Today’s reading list offers up items about the promise of AI, the skepticism of AI, and the implementation of AI. Plus other stuff too.

[blog] Different Shades of PLG: Free-Trial or Freemium? Does a forever-free product with feature limitations beat out a full-featured free trial? Sometimes, not always.

[blog] Launching a landmark partnership to support AI startups with Y Combinator. It seems both helpful and wise to assist startup founders in their tech journeys. Lots of these folks come to Google Cloud by default, but we’re making it even more attractive.

[article] How to Ask for Help Without Making Yourself Look Bad. This looks like good advice. I often don’t “start strong” and will focus on that.

[article] How to Implement a GenAI Agent using Autogen or LangGraph. Lak takes a couple of agent frameworks for a spin and shows how to use them with different LLMs.

[article] This Week in AI: Companies are growing skeptical of AI’s ROI. Be skeptical. Don’t take a vendor’s word for it. Run your own evaluations and studies, and see if AI can fix what needs fixing.

[blog] Can’t stop, won’t stop: More innovations from the Google Cloud database portfolio. We announced some solid updates at Cloud Next Tokyo today. Get SQL support in our Bigtable database, use the new graph database features in Cloud Spanner, and get a new tier of perf and uptime for managed SQL Server. News here and here.

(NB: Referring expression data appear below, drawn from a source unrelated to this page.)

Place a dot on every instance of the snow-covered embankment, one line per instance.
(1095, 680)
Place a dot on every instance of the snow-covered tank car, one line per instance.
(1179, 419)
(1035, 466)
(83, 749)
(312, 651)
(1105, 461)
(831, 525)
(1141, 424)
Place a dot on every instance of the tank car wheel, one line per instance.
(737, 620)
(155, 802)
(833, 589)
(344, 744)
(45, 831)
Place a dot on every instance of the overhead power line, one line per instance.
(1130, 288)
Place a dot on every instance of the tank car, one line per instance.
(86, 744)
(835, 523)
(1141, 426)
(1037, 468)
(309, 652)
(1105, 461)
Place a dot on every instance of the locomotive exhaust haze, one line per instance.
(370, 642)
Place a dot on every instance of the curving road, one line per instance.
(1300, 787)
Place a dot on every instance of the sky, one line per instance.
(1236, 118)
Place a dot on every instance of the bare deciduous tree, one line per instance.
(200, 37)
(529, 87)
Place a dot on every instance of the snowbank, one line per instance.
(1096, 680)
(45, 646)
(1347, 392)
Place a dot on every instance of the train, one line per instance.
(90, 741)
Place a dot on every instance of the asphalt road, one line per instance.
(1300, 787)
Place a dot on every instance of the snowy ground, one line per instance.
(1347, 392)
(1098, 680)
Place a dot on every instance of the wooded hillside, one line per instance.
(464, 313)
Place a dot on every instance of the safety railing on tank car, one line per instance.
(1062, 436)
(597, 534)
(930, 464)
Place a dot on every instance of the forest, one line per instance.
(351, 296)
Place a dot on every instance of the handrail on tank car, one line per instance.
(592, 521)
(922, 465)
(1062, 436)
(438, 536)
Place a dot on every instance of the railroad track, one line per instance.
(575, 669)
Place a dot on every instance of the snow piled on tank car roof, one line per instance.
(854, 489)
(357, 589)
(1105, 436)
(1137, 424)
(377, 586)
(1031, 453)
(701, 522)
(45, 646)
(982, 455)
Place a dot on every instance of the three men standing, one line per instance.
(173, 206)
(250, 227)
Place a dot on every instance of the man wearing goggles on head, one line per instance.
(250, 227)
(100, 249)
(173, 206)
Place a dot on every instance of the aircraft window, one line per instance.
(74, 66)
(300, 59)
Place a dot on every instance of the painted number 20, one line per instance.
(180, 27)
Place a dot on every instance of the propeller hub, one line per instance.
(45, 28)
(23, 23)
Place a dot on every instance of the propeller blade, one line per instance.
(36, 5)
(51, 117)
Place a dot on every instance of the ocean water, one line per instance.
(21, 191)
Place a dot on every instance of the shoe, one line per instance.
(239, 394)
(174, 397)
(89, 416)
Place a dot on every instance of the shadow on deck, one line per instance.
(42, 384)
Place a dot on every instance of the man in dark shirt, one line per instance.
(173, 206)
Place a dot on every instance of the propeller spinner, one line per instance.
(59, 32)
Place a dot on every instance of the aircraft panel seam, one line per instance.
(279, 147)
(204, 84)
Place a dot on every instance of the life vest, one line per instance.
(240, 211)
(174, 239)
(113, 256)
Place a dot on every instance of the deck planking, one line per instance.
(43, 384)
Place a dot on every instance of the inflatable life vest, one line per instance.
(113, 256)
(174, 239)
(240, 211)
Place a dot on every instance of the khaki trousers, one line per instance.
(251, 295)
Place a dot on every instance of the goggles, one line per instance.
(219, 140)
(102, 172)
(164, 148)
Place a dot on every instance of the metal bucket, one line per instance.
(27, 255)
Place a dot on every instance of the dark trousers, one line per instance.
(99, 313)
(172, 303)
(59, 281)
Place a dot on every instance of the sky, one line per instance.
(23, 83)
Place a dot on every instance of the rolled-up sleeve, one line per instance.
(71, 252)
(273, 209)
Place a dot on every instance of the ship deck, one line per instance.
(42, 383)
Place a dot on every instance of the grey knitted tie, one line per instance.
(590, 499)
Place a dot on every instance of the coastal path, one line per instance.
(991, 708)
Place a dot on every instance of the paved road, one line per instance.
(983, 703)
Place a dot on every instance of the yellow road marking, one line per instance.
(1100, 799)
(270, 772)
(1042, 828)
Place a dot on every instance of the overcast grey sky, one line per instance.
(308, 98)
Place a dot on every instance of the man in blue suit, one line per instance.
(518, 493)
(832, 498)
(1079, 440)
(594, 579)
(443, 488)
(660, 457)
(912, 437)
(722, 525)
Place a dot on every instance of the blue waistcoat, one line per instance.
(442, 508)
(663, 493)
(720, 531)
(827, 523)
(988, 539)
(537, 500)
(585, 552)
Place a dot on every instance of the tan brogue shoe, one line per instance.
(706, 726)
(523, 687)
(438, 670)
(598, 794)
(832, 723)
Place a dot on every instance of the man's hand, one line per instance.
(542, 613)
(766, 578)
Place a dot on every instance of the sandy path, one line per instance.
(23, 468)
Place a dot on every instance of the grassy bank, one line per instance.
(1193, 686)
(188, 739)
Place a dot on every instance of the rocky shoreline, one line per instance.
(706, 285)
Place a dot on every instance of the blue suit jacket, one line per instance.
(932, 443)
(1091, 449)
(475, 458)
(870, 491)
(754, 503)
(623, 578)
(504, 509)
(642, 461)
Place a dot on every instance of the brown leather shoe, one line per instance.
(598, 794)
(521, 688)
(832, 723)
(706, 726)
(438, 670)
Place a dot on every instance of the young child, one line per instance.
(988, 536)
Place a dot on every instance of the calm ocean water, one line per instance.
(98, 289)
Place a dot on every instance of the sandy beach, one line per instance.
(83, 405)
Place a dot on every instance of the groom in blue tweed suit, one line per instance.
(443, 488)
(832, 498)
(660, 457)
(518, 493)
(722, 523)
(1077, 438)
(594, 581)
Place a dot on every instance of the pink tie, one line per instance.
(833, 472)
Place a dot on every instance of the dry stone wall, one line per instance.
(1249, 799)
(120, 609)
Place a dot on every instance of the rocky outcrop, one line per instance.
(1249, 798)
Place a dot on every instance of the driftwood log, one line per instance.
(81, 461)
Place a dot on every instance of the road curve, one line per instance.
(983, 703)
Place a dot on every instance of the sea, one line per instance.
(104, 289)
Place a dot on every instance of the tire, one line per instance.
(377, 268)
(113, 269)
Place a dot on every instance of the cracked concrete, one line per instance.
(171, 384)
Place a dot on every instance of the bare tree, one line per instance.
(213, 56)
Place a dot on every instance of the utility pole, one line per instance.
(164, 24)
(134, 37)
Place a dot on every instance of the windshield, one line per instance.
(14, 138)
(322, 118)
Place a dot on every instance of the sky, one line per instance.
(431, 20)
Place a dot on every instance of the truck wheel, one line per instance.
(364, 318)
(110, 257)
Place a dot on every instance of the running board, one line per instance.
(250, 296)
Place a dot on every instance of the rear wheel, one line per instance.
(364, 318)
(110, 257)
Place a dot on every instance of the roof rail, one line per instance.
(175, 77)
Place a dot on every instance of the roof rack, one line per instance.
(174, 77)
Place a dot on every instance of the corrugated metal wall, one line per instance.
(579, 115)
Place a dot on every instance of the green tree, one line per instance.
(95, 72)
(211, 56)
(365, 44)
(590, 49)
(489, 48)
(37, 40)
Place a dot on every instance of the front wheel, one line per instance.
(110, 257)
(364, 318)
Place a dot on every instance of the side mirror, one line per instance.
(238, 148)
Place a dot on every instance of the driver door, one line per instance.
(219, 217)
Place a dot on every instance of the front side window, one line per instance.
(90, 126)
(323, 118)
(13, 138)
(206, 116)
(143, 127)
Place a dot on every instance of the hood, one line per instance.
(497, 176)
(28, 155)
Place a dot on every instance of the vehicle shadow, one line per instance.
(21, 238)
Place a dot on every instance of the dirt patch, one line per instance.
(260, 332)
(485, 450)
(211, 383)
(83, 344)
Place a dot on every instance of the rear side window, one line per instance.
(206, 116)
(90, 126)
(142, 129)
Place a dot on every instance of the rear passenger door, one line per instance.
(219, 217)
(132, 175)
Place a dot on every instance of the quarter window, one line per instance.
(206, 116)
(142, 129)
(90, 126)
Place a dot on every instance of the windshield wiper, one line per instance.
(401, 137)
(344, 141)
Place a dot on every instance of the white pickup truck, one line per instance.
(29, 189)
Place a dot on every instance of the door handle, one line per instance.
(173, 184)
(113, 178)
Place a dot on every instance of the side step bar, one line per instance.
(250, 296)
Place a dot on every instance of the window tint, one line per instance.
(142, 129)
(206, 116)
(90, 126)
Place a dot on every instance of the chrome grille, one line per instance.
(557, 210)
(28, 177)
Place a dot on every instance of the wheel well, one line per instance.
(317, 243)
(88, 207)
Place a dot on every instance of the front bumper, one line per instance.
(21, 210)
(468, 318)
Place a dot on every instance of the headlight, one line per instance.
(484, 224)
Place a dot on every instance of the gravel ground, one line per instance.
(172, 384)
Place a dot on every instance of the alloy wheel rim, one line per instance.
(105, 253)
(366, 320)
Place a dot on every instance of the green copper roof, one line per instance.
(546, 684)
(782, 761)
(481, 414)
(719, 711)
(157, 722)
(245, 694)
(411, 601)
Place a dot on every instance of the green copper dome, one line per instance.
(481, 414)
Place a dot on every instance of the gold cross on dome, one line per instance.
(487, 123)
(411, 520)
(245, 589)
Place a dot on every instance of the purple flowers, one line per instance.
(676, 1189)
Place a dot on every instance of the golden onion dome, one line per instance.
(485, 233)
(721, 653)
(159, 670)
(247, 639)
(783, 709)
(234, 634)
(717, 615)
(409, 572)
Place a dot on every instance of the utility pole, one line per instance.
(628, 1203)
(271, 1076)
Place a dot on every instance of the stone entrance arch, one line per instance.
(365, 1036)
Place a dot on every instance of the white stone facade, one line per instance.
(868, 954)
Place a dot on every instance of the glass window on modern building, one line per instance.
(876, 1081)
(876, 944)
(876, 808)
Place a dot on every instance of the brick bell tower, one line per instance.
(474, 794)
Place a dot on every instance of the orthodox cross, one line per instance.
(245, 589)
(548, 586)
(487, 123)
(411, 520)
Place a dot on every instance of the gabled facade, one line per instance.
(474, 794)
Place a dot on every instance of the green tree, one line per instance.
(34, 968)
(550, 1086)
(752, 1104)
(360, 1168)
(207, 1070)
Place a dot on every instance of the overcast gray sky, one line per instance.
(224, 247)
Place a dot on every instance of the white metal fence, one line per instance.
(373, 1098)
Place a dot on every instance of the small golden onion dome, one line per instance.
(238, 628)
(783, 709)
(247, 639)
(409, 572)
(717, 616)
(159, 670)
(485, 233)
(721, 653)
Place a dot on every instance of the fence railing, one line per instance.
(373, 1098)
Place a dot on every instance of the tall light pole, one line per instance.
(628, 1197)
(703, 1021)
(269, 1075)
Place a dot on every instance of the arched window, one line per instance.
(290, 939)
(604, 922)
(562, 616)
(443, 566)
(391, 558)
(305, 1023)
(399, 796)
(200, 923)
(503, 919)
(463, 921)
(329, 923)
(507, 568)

[blog] Introducing Spanner Graph: Graph databases reimagined. I thought this was an informative deep dive into this new service. For those using graph databases, this might be a chance to consolidate.

[blog] Beyond temperature: Tuning LLM output with top-k and top-p. You could skip past this, but Karl does a great job writing an engaging post that helps us understand how to tweak the creativity of an LLM’s output.

[blog] New strides in making AI accessible for every enterprise. Wow. Now get support for 100+ languages in Gemini 1.5 Flash and Pro, along with a model uptime SLA, and dramatically lower cost.

[article] Report: High Risks to Software Supply Chains are Commonplace. Too many apps, too many alerts, and too little analysis.

[blog] Retrieval Augmented Generation (RAG) with Cloud SQL for MySQL. Very solid tutorial from Julia here, and I like the reuse of “boring” technology like MySQL.

[blog] 3 new Chrome AI features for even more helpful browsing. I don’t do a lot of fancy things with my browser and likely use a tiny subset of what it’s capable of. This upcoming feature that lets me ask question of my browsing history? I like that.